Weder er noch die anderen schenkten ihrer auf der geringen Gravitation beruhenden Stärke besondere Aufmerksamkeit. Während des etwas über neunmonatigen Fluges von der Erde waren ihre Raumschiffe an einem fünf Kilometer langen Raumseil umeinander rotiert, um den Eindruck von Schwere zu erzeugen, weil längere Perioden in der Schwerelosigkeit die Muskeln gefährlich schwächten und die mineralischen Substanzen in den Knochen abbauten. Ihre künstliche Schwerkraft hatte anfangs ein normales irdisches Ge betragen und war dann während der Monate ihres Fluges langsam auf den marsianischen Wert von ungefähr einem Drittel Ge reduziert worden. Jetzt konnten sie sich auf dem Boden des Mars normal bewegen, mit ihren auf der Erde entwickelten Muskeln aber trotzdem ungeheure Lasten heben.

Am Ende ihres langen, anstrengenden Tages begaben sie sich schließlich ins Innere der aufgeblasenen Kuppel. Die winzige Sonne färbte den Himmel feuerrot, und die Temperatur draußen betrug bereits 45 Grad unter Null.

Den Meßinstrumenten zufolge war die Kuppel mit atembarer Luft gefüllt; Luftdruck und Temperatur entsprachen denen der Erde.
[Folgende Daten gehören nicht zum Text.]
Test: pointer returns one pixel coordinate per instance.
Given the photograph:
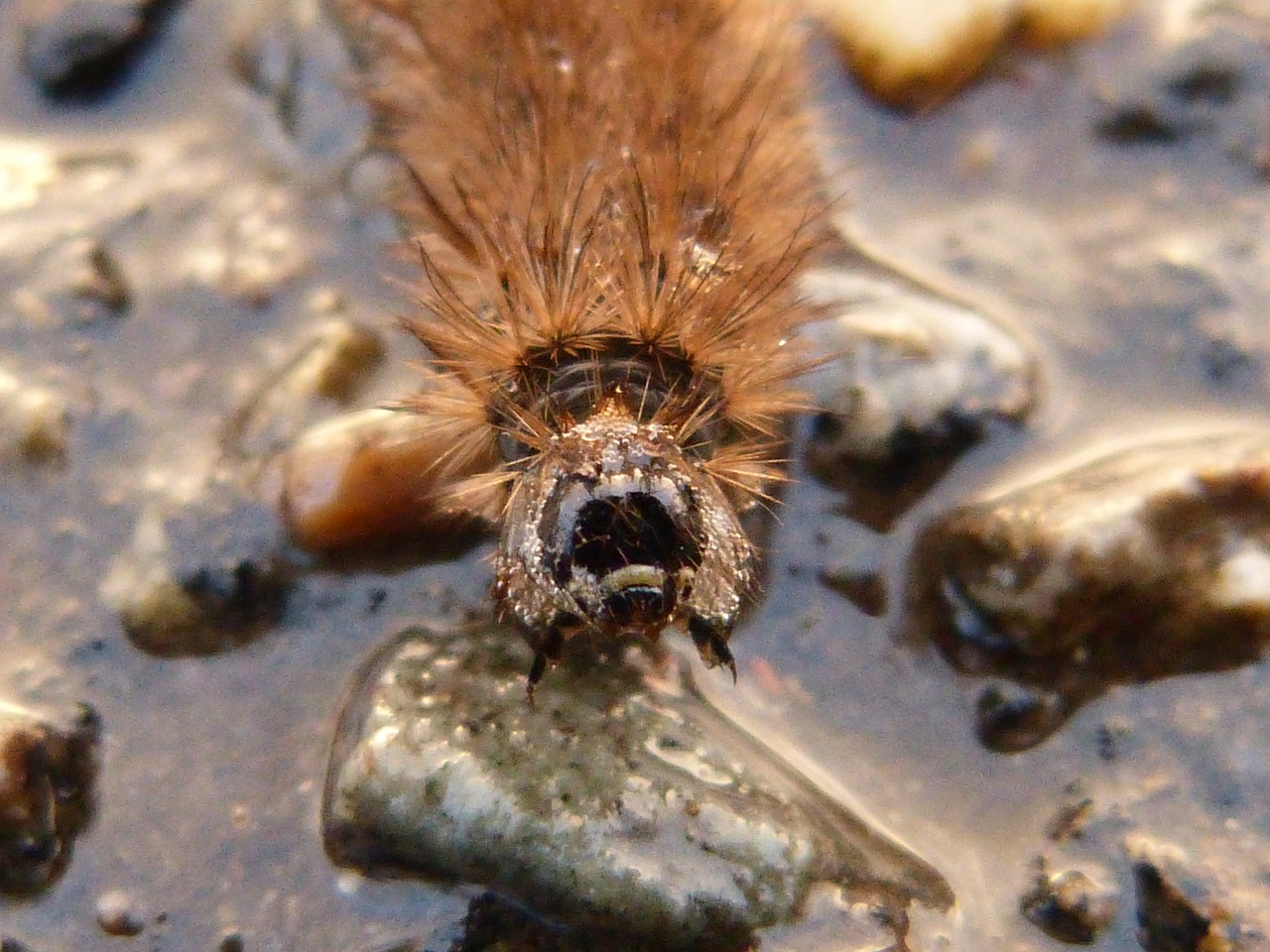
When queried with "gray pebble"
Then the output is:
(613, 803)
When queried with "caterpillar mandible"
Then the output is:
(611, 200)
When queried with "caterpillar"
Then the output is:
(610, 202)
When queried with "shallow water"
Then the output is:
(1121, 264)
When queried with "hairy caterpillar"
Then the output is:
(611, 199)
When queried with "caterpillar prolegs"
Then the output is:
(610, 202)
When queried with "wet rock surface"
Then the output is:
(1070, 906)
(200, 576)
(621, 805)
(48, 771)
(166, 253)
(908, 370)
(1143, 563)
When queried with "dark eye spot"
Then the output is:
(633, 530)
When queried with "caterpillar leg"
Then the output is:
(711, 642)
(548, 653)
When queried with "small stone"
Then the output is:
(1150, 561)
(84, 49)
(866, 590)
(325, 371)
(619, 803)
(35, 422)
(1072, 817)
(913, 54)
(1196, 905)
(48, 771)
(1070, 906)
(1014, 717)
(200, 578)
(116, 914)
(100, 285)
(911, 370)
(368, 477)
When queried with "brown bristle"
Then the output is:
(610, 202)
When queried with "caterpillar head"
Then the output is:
(611, 529)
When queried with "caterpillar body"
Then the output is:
(610, 200)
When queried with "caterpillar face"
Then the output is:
(610, 202)
(613, 530)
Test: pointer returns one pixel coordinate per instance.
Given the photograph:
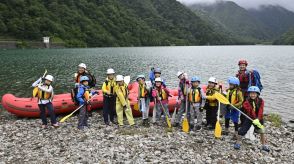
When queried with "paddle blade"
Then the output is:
(221, 98)
(185, 125)
(168, 122)
(127, 79)
(136, 106)
(218, 130)
(65, 118)
(174, 116)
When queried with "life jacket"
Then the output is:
(232, 96)
(183, 87)
(142, 91)
(244, 78)
(92, 79)
(210, 92)
(195, 95)
(162, 94)
(109, 85)
(42, 95)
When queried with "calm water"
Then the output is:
(19, 68)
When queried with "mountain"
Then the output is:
(286, 39)
(235, 19)
(276, 18)
(97, 23)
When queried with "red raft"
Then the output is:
(28, 107)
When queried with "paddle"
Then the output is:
(218, 127)
(174, 114)
(36, 89)
(68, 116)
(225, 101)
(185, 124)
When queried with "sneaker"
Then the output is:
(44, 126)
(55, 125)
(198, 127)
(265, 148)
(237, 146)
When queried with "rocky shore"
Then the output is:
(23, 141)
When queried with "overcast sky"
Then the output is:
(289, 4)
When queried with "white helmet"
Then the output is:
(49, 77)
(119, 78)
(179, 73)
(158, 79)
(110, 71)
(83, 65)
(212, 79)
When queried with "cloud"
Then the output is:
(288, 4)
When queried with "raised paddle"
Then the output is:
(218, 127)
(225, 101)
(68, 116)
(36, 89)
(185, 124)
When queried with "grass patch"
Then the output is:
(275, 119)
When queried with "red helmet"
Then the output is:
(243, 62)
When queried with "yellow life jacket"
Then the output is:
(232, 96)
(162, 94)
(195, 95)
(108, 86)
(142, 91)
(42, 95)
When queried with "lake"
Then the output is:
(20, 68)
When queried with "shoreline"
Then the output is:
(23, 141)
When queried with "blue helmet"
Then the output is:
(234, 80)
(195, 78)
(84, 78)
(254, 89)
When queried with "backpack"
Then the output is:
(256, 79)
Das Thermometer zeigte genau einundzwanzig Grad Celsius.

Sie behielten jedoch alle sechs ihre Druckanzüge an und würden sie auch erst ablegen, wenn Wosnesenski entschied, daß man die Luft in der Kuppel problemlos atmen konnte. Jamies Anzug lag schwer auf seinen Schultern. Er hatte nicht mehr diesen ›Neuwagen‹-Geruch nach sauberem Plastik und unberührtem Stoff; er roch nach Schweiß und Maschinenöl. Der Luftaufbereiter im Tornistergerät tauschte zwar Kohlendioxid gegen atembaren Sauerstoff aus, aber die Filter und Miniaturlüfter im Innern des Anzugs konnten nicht alle Gerüche entfernen, die sich bei körperlich anstrengender Arbeit ansammelten.